De contouren van de politieke richting voor de komende jaren, ingezet met de rechtse overwinning in de laatste verkiezingen, tekenen zich steeds duidelijker af. De crisis wordt aangegrepen om de maatschappij verder te ontdoen van door strijd verworven collectieve rechten en publieke voorzieningen. Het rechtse verhaal dat veel heil (en zo economisch herstel) te verwachten valt van het verder ontketenen van de kapitalistische marktkrachten, wordt nog steeds verkondigd. De economische elite is nog niet klaar met privatiseren, hervormen en ombuigen.
Met het politieke verhaal van de 'eigen economische situatie eerst', een variatie op het neoliberale thema, heeft de VVD de verkiezingsoverwinning behaald. Een duidelijk weerwoord van links op dit verhaal bleef uit. Nog steeds plukt de heersende klasse de vruchten van het ideologisch destructiewerk, dat onder meer Thatcher en Reagan hebben verricht, door steeds te hameren op de neoliberale basisstelling dat er niet zoiets is als eensamenleving. Er zijn in die opvatting alleen maar individuen.
Er wordt een gigantische bezuinigingsoperatie van achttien miljard voorbereid op de staatsfinanciƫn.

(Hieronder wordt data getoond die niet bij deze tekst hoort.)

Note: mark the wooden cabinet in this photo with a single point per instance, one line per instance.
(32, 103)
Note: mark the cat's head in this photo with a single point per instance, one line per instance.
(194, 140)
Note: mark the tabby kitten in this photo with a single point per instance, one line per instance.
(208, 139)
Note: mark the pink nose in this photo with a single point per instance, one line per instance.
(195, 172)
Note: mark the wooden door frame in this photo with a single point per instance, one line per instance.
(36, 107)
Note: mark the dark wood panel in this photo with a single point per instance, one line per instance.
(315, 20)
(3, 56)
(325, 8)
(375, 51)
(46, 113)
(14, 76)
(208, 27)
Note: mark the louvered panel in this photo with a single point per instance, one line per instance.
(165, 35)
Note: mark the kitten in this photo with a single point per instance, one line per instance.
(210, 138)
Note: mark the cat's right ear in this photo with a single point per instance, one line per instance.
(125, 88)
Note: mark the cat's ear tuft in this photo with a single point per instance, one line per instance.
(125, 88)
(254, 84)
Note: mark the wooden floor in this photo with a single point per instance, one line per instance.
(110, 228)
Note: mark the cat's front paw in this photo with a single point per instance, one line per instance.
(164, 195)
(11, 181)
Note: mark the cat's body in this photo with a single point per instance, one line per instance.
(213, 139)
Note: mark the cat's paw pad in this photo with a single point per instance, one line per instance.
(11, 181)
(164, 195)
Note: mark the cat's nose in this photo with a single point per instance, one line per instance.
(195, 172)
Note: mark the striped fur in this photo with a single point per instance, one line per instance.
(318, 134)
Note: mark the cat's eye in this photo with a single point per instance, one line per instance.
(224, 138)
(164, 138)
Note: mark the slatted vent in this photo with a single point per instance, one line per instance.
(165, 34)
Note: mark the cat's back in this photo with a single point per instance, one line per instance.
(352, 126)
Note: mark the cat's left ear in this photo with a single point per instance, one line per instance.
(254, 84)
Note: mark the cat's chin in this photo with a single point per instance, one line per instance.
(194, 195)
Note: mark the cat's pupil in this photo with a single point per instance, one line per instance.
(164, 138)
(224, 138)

De klappen gaan vooral vallen bij de publieke dienstverlening en de gezondheidszorg. De zwakste schouders krijgen de zwaarste lasten te dragen. De komende bezuinigingen zijn een test of het begrip van solidariteit een comeback kan gaan maken in de hoofden en harten van de mensen. Het kan zeker niet uitblijven dat er mensen opstaan die stellen: tot hier de sociale afbraak en niet verder!
Dat eenzelfde soort bedrag gewoon te halen is door onder meer multinationale bedrijven actief binnen Nederland eenzelfde soort belastingregels op te leggen als het midden- en kleinbedrijf, wordt verzwegen. De winnaars ten tijde van het neoliberale tijdperk: de nieuwe miljonairs dankzij het privatiseren en het outsourcen van bedrijven en de nieuwe grootverdieners door het invoeren van een 'marktconforme' (lees: exorbitante) beloning van bestuurders in de semipublieke sector, blijven eveneens compleet buiten beeld als het gaat om het betalen van de rekening van de crisis.

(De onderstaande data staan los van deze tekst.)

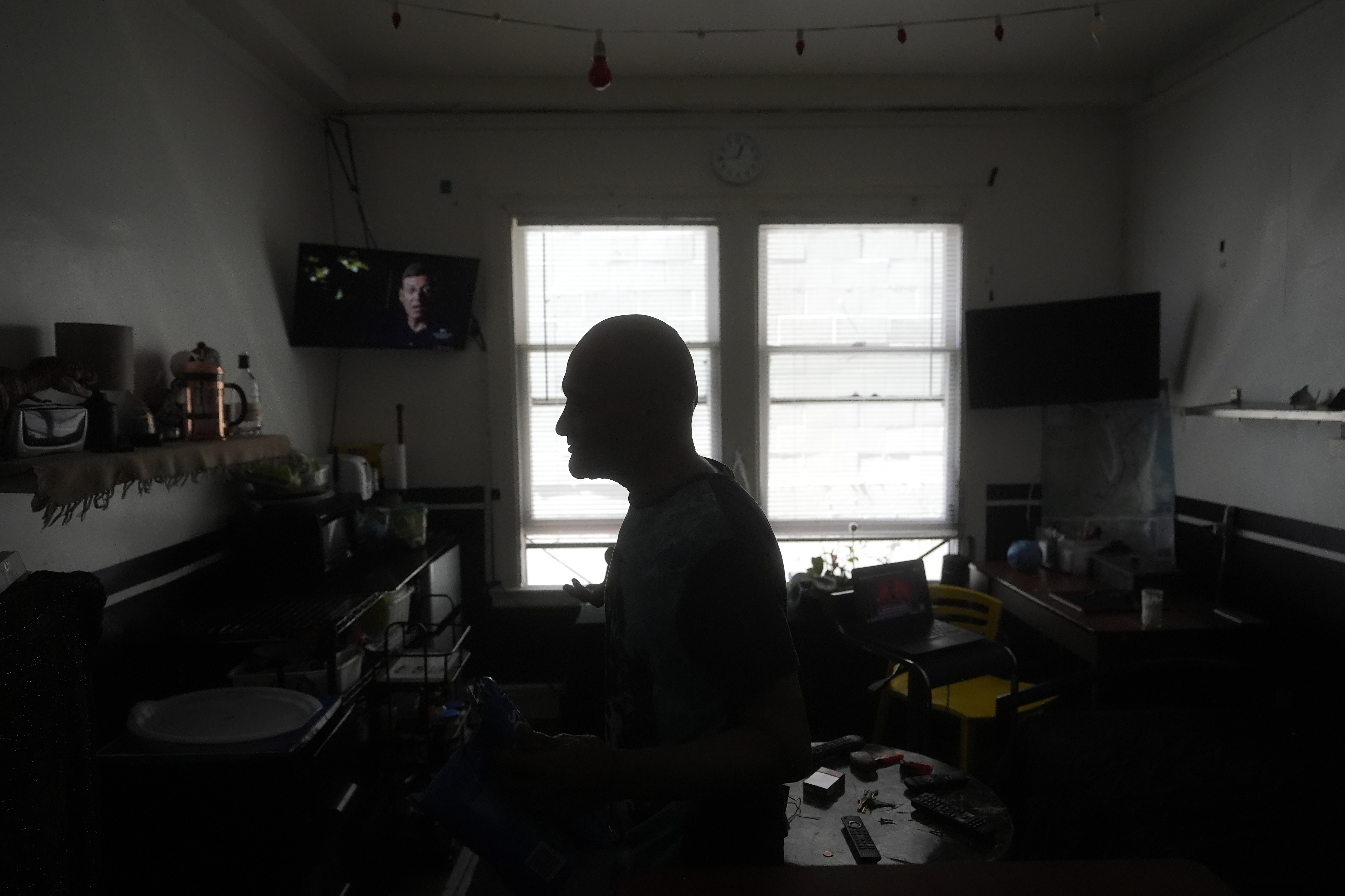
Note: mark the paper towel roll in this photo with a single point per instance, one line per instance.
(395, 467)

Wat te doen als communisten in een land met een hoogontwikkeld kapitalisme en een situatie die verre van revolutionair is? In een land waar het idee dat rijkdom iets van de gehele maatschappij is en niet van bepaalde families en individuen ver weggezakt is in het onderbewustzijn. Dan is het zaak rustig verder te werken aan het ideologisch tegengif binnen een communistische partij.
Dat het kapitalisme steeds minder oplossingen voor de problemen van deze tijd kan bieden wordt duidelijker zichtbaar. Er zijn objectief revolutionaire ontwikkelingen in de productiekrachten aan te wijzen. De spanning tussen de voortdurende vermaatschappelijking van de productie en de maatschappelijke productieverhoudingen gedomineerd door private toe-eigening van de meerwaarde neemt steeds verder toe. Ook geopolitieke veranderingen, zoals de ontwikkelingen in China en India, openen nieuwe perspectieven.
Maar niet alleen een goede analyse van het kapitalisme is een bron van motivatie en energie. Wie de ogen goed opent ziet ook in Nederland kiemen van verzet. Met name van onderop in de vakbeweging, zij het nog aarzelend, groeit de strijdbaarheid om weer als werkende mensen eisen te gaan stellen wat betreft loon, werkzekerheid, werkdruk en sociale veiligheid. De eerste stappen die nu gezet worden door mensen om weer collectief voor hun rechten op te komen zijn van groot belang. Dat is de eerste verdedigingsring tegen de bezuinigingsaanval. Die moet worden versterkt en uitgebouwd. Voorzichtigheid is zeker gerechtvaardigd, defaitisme niet.